De schuldenaar is gerechtigd extra of volledig af te lossen, indien daartoe toestemming is verkregen van de bankier en de verstrekker van de andere achtergestelde lening.
(…)
Artikel 6 Zekerheid
De schuldenaar is verplicht op eerste vordering van de schuldeiser ten behoeve van laatstgenoemde zekerheid te stellen voor al wat de schuldenaar op grond van deze overeenkomst te vorderen heeft.
(…)
Artikel 8 Achterstelling
De uit de geldlening voortvloeiende vordering(en) met betrekking tot de hoofdsom c.q. het niet afgeloste deel daarvan en met betrekking tot de gecumuleerde rente is c.q. zijn achtergesteld ten opzichte van alle vorderingen uit hoofde van geldleningen van banken en/of andere financiële instellingen. De achterstelling is beperkt tot het geval van faillissement en surséance van betaling. In een dergelijke situatie zullen de vorderingen tot betaling van aflossing uit hoofde van de onderhavige geldlening slechts worden betaald nadat alle, niet achtergestelde vorderingen van banken en/of andere financiële instellingen volledig zijn betaald. De achterstelling heeft geen betrekking op vorderingen van schuldeisers van de schuldenaar die zijn achtergesteld op gelijke wijze als, of op verdergaande wijze dan de vorderingen tot betaling van aflossing uit hoofde van de onderhavige geldlening.

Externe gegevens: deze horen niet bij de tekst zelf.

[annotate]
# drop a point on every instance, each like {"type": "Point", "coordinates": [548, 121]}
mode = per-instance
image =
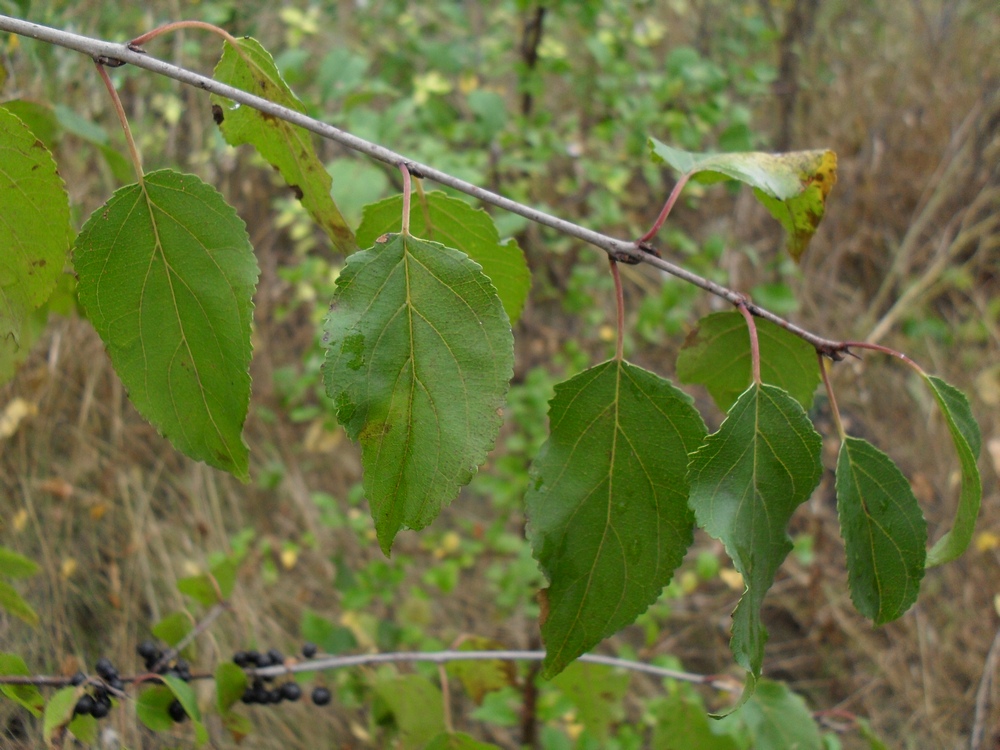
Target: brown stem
{"type": "Point", "coordinates": [754, 343]}
{"type": "Point", "coordinates": [407, 190]}
{"type": "Point", "coordinates": [847, 345]}
{"type": "Point", "coordinates": [620, 310]}
{"type": "Point", "coordinates": [832, 398]}
{"type": "Point", "coordinates": [667, 207]}
{"type": "Point", "coordinates": [620, 249]}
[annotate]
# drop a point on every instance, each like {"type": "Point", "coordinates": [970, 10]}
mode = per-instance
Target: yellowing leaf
{"type": "Point", "coordinates": [286, 147]}
{"type": "Point", "coordinates": [792, 186]}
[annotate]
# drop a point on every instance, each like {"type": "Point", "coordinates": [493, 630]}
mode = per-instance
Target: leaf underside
{"type": "Point", "coordinates": [608, 518]}
{"type": "Point", "coordinates": [716, 355]}
{"type": "Point", "coordinates": [884, 531]}
{"type": "Point", "coordinates": [286, 147]}
{"type": "Point", "coordinates": [792, 186]}
{"type": "Point", "coordinates": [453, 222]}
{"type": "Point", "coordinates": [166, 275]}
{"type": "Point", "coordinates": [746, 481]}
{"type": "Point", "coordinates": [966, 437]}
{"type": "Point", "coordinates": [419, 360]}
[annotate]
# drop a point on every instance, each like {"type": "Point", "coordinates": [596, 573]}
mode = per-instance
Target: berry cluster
{"type": "Point", "coordinates": [152, 655]}
{"type": "Point", "coordinates": [259, 692]}
{"type": "Point", "coordinates": [96, 701]}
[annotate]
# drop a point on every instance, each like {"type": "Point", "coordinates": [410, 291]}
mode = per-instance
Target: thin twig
{"type": "Point", "coordinates": [111, 53]}
{"type": "Point", "coordinates": [754, 342]}
{"type": "Point", "coordinates": [202, 625]}
{"type": "Point", "coordinates": [326, 663]}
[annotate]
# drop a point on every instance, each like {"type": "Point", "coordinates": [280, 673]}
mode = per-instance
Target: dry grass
{"type": "Point", "coordinates": [115, 516]}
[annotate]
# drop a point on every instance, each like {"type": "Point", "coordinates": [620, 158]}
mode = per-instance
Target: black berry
{"type": "Point", "coordinates": [85, 705]}
{"type": "Point", "coordinates": [177, 712]}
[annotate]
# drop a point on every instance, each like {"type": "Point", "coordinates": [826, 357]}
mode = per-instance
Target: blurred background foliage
{"type": "Point", "coordinates": [549, 103]}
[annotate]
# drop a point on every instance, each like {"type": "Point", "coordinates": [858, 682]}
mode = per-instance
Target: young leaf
{"type": "Point", "coordinates": [420, 355]}
{"type": "Point", "coordinates": [481, 677]}
{"type": "Point", "coordinates": [968, 442]}
{"type": "Point", "coordinates": [746, 481]}
{"type": "Point", "coordinates": [330, 638]}
{"type": "Point", "coordinates": [884, 531]}
{"type": "Point", "coordinates": [597, 692]}
{"type": "Point", "coordinates": [792, 186]}
{"type": "Point", "coordinates": [608, 518]}
{"type": "Point", "coordinates": [185, 694]}
{"type": "Point", "coordinates": [58, 714]}
{"type": "Point", "coordinates": [230, 684]}
{"type": "Point", "coordinates": [716, 355]}
{"type": "Point", "coordinates": [417, 708]}
{"type": "Point", "coordinates": [151, 708]}
{"type": "Point", "coordinates": [286, 147]}
{"type": "Point", "coordinates": [166, 276]}
{"type": "Point", "coordinates": [778, 718]}
{"type": "Point", "coordinates": [26, 695]}
{"type": "Point", "coordinates": [453, 222]}
{"type": "Point", "coordinates": [14, 565]}
{"type": "Point", "coordinates": [13, 602]}
{"type": "Point", "coordinates": [34, 225]}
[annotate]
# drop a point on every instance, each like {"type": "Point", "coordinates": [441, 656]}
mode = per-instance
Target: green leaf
{"type": "Point", "coordinates": [965, 435]}
{"type": "Point", "coordinates": [884, 531]}
{"type": "Point", "coordinates": [151, 708]}
{"type": "Point", "coordinates": [230, 684]}
{"type": "Point", "coordinates": [683, 725]}
{"type": "Point", "coordinates": [716, 355]}
{"type": "Point", "coordinates": [416, 706]}
{"type": "Point", "coordinates": [58, 714]}
{"type": "Point", "coordinates": [40, 119]}
{"type": "Point", "coordinates": [778, 719]}
{"type": "Point", "coordinates": [15, 565]}
{"type": "Point", "coordinates": [286, 147]}
{"type": "Point", "coordinates": [746, 481]}
{"type": "Point", "coordinates": [212, 587]}
{"type": "Point", "coordinates": [453, 222]}
{"type": "Point", "coordinates": [608, 517]}
{"type": "Point", "coordinates": [458, 741]}
{"type": "Point", "coordinates": [481, 677]}
{"type": "Point", "coordinates": [597, 692]}
{"type": "Point", "coordinates": [328, 637]}
{"type": "Point", "coordinates": [12, 601]}
{"type": "Point", "coordinates": [26, 695]}
{"type": "Point", "coordinates": [420, 355]}
{"type": "Point", "coordinates": [792, 186]}
{"type": "Point", "coordinates": [34, 225]}
{"type": "Point", "coordinates": [173, 628]}
{"type": "Point", "coordinates": [84, 728]}
{"type": "Point", "coordinates": [185, 694]}
{"type": "Point", "coordinates": [166, 276]}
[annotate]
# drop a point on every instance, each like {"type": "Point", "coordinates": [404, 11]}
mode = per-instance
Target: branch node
{"type": "Point", "coordinates": [108, 62]}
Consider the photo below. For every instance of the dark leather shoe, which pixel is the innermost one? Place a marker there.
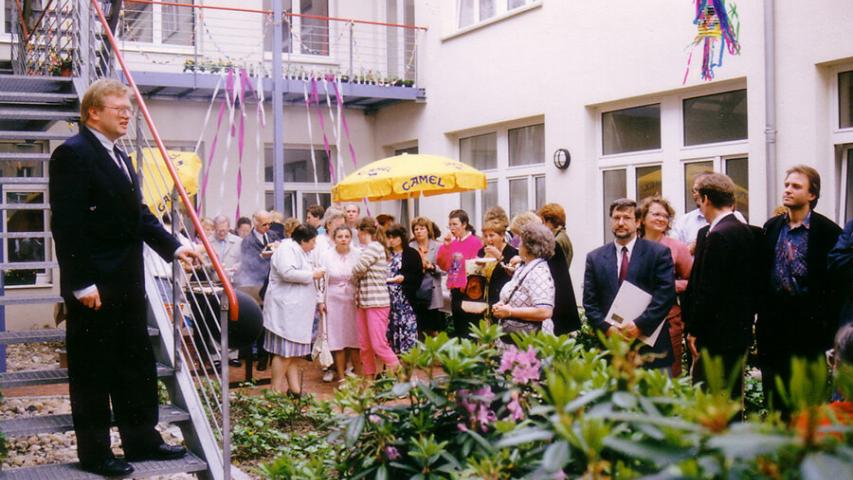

In geval van faillissement of surséance van betaling kan de achtergestelde vordering op basis van de onderhavige overeenkomst niet verrekend worden met enige vordering van de schuldenaar op de schuldeiser.
(…)”
Op 1 november 2013 maakt [C] in totaal € 49.000 aan belanghebbende over. Eind november 2013 sluiten belanghebbende en [B] een mondelinge overeenkomst inzake het overnemen van de aandelen in [C] van belanghebbende door [B] . Op grond van deze overeenkomst verkoopt belanghebbende haar aandelenpakket in [C] aan [B] voor € 1 en zal zij het restant van haar vordering op [C] kwijtschelden.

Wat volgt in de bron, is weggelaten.